Wsiedli na diabelski młyn, bo chcieli mocnych wrażeń - tyle, że nie aż takich. Klienci łódzkiego lunaparku byli ściągani awaryjnie z uszkodzonej karuzeli. Prezes parku zabaw mówi o winie pracownika, a sam zainteresowany opowiada o "horrorze w lunaparku". Po naszej interwencji w wesołym miasteczku rozpocznie się kontrola.
Koło łódzkiego diabelskiego młyna ma kilkanaście metrów średnicy. Kiedy w minioną sobotę doszło do awarii, w gondolach było kilkanaście osób.
- Maszyna stanęła, bo lina napędzająca koło młyna po prostu spadła z prowadnicy - tłumaczy Zdzisław Trzebiński, prezes łódzkiego parku rozrywki.
Obsługa karuzeli za pomocą mięśni zaczęła obracać koło maszyny. Dzięki temu z zabawki mogły wysiadać kolejne osoby. Całe zdarzenie miało trwać kilka minut. Prezes tłumaczy, że zabawka została naprawiona i nie stało się nic złego. Tyle, że to tylko jego wersja.
"Horror i przerażenie"
Nieco inaczej sytuację prezentuje na łamach "Expressu Ilustrowanego" pan Mirosław, który miał feralnego dnia obsługiwać diabelski młyn.
- Podniósł się okropny rwetes, krzyczały dzieci, które z ojcami były na górze, a z dołu ich przerażone matki - opowiada na łamach prasy.
Twierdzi on, że maszyna jest w fatalnym stanie technicznym: do niebezpiecznych sytuacji ma dochodzić "co jakiś czas", ponieważ lina krzywo nawija się w maszynie i co jakiś czas wypada z prowadnicy.
- Urządzenie ma też słaby silnik i hamulec. Gdy jest przeciążone, koło się cofa i lina wypada.
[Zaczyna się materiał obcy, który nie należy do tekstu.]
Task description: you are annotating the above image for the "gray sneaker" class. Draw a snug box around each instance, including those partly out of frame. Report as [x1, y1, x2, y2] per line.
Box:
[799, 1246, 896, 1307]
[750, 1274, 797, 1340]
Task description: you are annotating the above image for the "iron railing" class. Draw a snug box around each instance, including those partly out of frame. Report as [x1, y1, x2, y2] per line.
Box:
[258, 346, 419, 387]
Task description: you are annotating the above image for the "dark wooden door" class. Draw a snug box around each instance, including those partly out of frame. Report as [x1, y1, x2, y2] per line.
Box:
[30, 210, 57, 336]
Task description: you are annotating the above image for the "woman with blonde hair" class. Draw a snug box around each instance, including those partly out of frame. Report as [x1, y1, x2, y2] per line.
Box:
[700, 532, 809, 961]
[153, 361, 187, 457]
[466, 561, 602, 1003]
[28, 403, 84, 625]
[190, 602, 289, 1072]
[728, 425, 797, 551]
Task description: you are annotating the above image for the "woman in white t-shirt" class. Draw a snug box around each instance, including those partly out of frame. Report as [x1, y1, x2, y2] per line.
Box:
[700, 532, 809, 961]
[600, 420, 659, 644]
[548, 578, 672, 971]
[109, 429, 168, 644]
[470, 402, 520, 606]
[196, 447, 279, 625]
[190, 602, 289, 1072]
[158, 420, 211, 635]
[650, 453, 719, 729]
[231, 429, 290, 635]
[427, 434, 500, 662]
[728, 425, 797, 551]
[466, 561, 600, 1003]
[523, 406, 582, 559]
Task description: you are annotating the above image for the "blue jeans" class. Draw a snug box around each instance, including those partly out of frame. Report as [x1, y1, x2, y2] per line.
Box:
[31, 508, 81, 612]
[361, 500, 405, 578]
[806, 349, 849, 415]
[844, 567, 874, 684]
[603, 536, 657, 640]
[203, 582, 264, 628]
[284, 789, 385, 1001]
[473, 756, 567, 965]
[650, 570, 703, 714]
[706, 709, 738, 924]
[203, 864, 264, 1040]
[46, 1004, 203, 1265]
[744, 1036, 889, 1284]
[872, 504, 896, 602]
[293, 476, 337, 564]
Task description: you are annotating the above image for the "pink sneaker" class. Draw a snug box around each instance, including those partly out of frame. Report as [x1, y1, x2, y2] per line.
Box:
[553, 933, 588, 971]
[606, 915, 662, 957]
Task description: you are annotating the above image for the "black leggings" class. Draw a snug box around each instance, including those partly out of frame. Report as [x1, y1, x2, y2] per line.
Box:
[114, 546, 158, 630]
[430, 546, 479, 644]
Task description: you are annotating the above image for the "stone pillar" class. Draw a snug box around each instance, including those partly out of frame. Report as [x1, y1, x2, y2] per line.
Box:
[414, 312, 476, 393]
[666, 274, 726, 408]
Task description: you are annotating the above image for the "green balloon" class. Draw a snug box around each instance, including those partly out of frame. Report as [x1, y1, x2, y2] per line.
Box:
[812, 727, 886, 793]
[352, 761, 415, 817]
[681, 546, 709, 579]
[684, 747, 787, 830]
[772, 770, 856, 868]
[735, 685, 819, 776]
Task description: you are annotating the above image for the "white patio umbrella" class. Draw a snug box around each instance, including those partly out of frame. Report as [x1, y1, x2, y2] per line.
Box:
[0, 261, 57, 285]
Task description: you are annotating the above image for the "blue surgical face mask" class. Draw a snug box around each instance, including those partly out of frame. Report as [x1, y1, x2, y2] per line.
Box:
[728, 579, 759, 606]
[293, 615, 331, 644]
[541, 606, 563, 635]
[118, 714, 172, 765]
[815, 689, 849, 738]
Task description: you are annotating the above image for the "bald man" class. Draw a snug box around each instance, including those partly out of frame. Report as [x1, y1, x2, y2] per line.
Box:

Strach pomyśleć, co może się wtedy stać z ludźmi w gondolach - podkreśla pan Mirosław.
Przerzucanie się winą
Prezes lunaparku jest oburzony stanowiskiem rozmówcy "Expressu".
- Ten człowiek lubi wypić, w poniedziałek pojawił się pijany w pracy i go wyrzuciłem. Według naszych ustaleń, do incydentu doszło z jego winy - atakuje Zdzisław Trzebiński.
Pracownik odbija piłeczkę podkreślając, że został przyjęty do pracy jako ślusarz, a nie operator niebezpiecznych zabawek.
Takich przypadków ma być więcej. – Włos mi się jeży na głowie, gdy pomyślę o tych kilku dniach mojej pracy w lunaparku - kwituje były już pracownik.
Będzie kontrola
O zamieszaniu w łódzkim parku rozrywki poinformowaliśmy urząd dozoru technicznego.
- Dziękujemy za informacje, dokładnie przyjrzymy się wszystkim urządzeniom w tym parku rozrywki - zapewnia Natalia Rostkowska, rzecznik urzędu.
Nasza rozmówczyni podkreśla, że co najmniej cztery urządzenia w łódzkim lunaparku miało negatywną opinię urzędu i ich eksploatacja miała zostać wstrzymana. Inspektorzy sprawdzą, czy właściciel dostosował się do zaleceń.